その声のした方へ意識を向ければ、すぐ近くの柱に寄りかかってにっこりと他者を魅了せんばかりの笑みを浮かべひらりと手を振ってくる姿。
三ケ月・・・。
何でここに居るんだ。と今まで浮かべていた笑みや気分など一瞬で捨て去って、威嚇するような目と意識を突き立てるように向けてしまう。
そんな俺に怯むはずもなく、クスクスと笑いながら威嚇も警戒も物ともせず近づき始める男。

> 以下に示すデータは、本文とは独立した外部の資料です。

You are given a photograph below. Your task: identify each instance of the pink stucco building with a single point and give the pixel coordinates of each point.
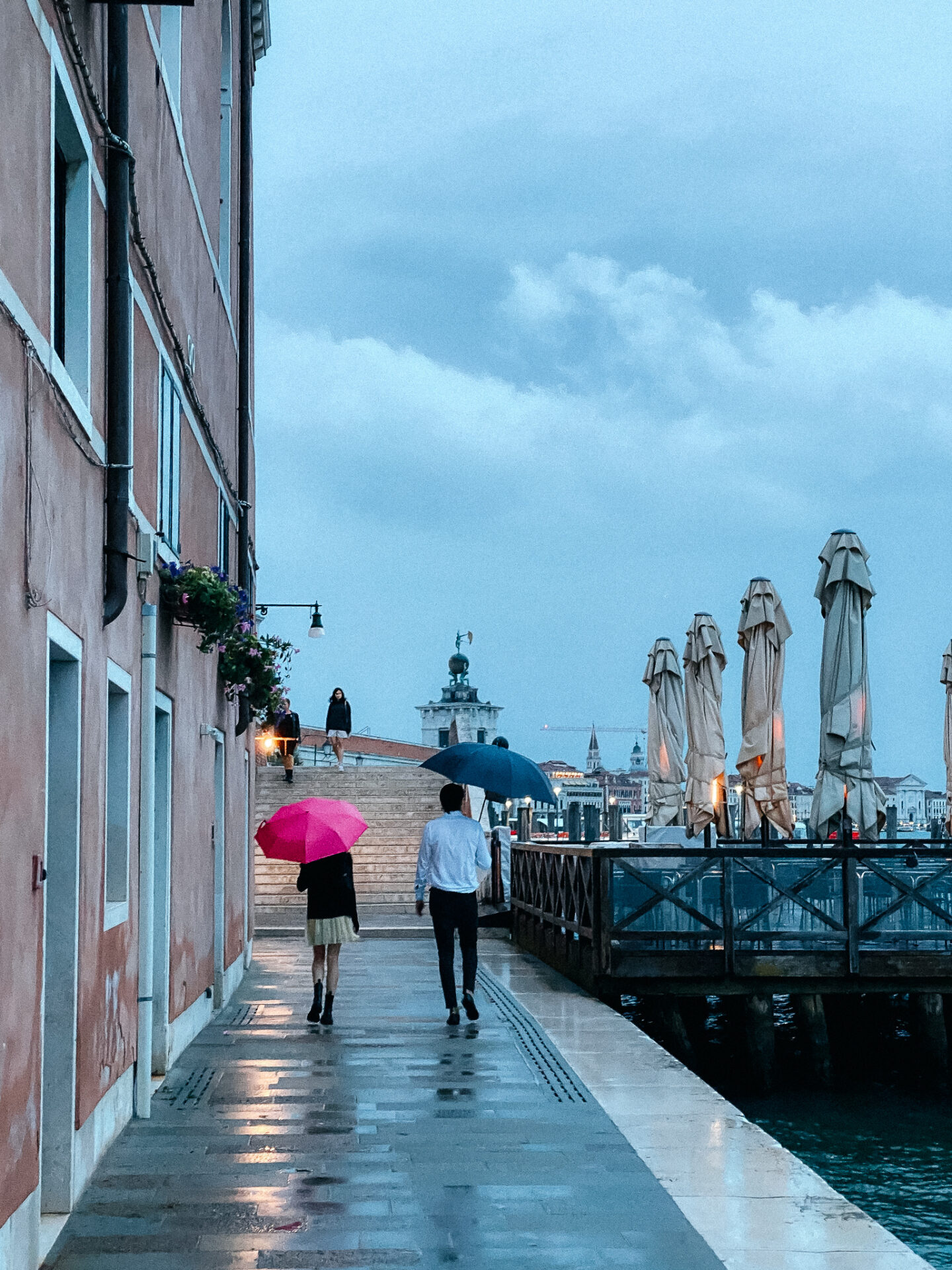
(126, 436)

いつから居て俺達のやり取りを見ていたのか、俺と小田を分かりやすく交互に捉えすぐ目の前まで距離を詰めると、
「浮気相手は浮気者~って場面?」
「あっ?」
「いや、リオの彼氏名乗っておいてちゃっかりこーんな可愛い女の子と堂々と浮気してるのかなぁって」
「亜豆の彼氏だし、小田は同僚だっつーの」
「フフッ、伊万里くん減点~」
「ああっ!?」
「女心分かってないねぇ。リオの立場からすればひたすらにカッコイイ発言だけどさ、小田ちゃん?だっけ?の、立場からしたら物凄~く痛い宣言だったと思わない?」
「・・・・知ってるよ。でも、痛がってもこのくらいでへこたれない小田だってことも知ってるよ」
瞬時に隣に居る小田の視線がこちらに向かったのは気がついていた。
でも、それに視線や意識を返すでもなく見据えるのは目の前の危険すぎる男の水色の双眸だ。